Out last stop on the tour was the Tea Research Institute. We had a very knowledgeable guide there who showed us both about how the different types of tea are picked and did a tea ceremony/tasting. Tea ceremonies are big in Japan, but according to him, they originated in China. It seems that in recent years, tea ceremonies have become popular in China again, especially among younger people as an alternative to alcohol. I liked some of the teas and some of their accessories, but the stuff they had at the gift shop was just way too expensive.


So then it was back to the hotel to pack and rest. Packing shouldn’t have been that hard since we each had only one small suitcase and one carryon, but this also became the problem. Our stuff had expanded, so I went out for a walk in the local shopping area to get one of those woven plastic zippered bags to use as an extra carryon. We got to the airport just before it opened, but there was no problem with the extra bag. They even let us check it.

In line ahead of us was a couple from Hong Kong who had just taken a similar tour. They’d noticed that we hugged our guide when saying goodbye and genuinely meant that we would miss her. They struck up a conversation, and it turns out that they didn’t like their guide at all. She was fresh out of the university with a degree in English, yet she didn’t know anything about the places they were visiting and couldn’t answer any of their questions. I guess we really got lucky to get such a good guide.
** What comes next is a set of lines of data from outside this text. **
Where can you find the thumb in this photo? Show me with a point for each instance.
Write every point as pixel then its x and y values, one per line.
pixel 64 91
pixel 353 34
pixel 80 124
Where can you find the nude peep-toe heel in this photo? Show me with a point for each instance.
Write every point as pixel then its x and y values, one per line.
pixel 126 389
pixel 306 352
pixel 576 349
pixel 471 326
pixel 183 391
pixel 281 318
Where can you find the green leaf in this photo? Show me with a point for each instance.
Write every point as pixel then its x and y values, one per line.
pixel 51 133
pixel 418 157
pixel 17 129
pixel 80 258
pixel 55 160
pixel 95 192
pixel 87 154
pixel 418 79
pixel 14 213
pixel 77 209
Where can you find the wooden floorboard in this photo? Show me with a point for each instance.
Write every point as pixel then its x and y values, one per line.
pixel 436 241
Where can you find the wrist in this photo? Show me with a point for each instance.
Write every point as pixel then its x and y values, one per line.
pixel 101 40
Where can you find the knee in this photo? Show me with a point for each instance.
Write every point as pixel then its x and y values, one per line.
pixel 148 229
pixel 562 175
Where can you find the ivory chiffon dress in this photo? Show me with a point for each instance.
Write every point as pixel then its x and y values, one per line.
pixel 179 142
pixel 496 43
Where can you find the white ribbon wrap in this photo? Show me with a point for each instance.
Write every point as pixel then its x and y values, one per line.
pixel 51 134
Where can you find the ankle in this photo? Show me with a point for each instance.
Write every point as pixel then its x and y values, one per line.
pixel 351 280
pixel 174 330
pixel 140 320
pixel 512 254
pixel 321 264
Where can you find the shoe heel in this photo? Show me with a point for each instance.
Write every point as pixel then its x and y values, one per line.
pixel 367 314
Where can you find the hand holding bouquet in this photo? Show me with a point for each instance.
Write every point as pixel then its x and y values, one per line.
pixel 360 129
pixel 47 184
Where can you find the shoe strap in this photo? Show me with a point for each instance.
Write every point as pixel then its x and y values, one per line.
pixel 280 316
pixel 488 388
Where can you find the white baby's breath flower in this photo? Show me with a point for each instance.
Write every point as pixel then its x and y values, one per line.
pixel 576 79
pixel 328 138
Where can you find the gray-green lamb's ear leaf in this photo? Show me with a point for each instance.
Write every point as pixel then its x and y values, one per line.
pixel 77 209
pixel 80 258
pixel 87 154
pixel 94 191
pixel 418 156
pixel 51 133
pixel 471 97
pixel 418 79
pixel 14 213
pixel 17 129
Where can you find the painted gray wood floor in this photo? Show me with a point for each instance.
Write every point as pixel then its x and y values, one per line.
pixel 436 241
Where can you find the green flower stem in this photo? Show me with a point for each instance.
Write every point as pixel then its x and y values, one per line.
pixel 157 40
The flight back to Hong Kong was an hour long and uneventful. From the airport we took the bus back to within a few blocks of the hotel. That took about an hour, but it was also uneventful. Getting off the bus was the only challenge. First, we were a little uncertain about which was the nearest stop when coming this direction, and when we did get off, the bus was rushed with Indian men offering to carry people’s luggage. They were blocking the doorway and grabbing at the suitcases. Most people were ignoring them, but since I had to put down the first bag and grab the second and third from the bus before the bus took off, I was a bit snappish in telling them to get out of my way. They were so surprised that they stopped dead in their tracks and backed off.


Our new room at the YMCA was on the 14th floor, so the view was even better than the previous room. The room was a little smaller, but that didn’t matter; we made ourselves right at home.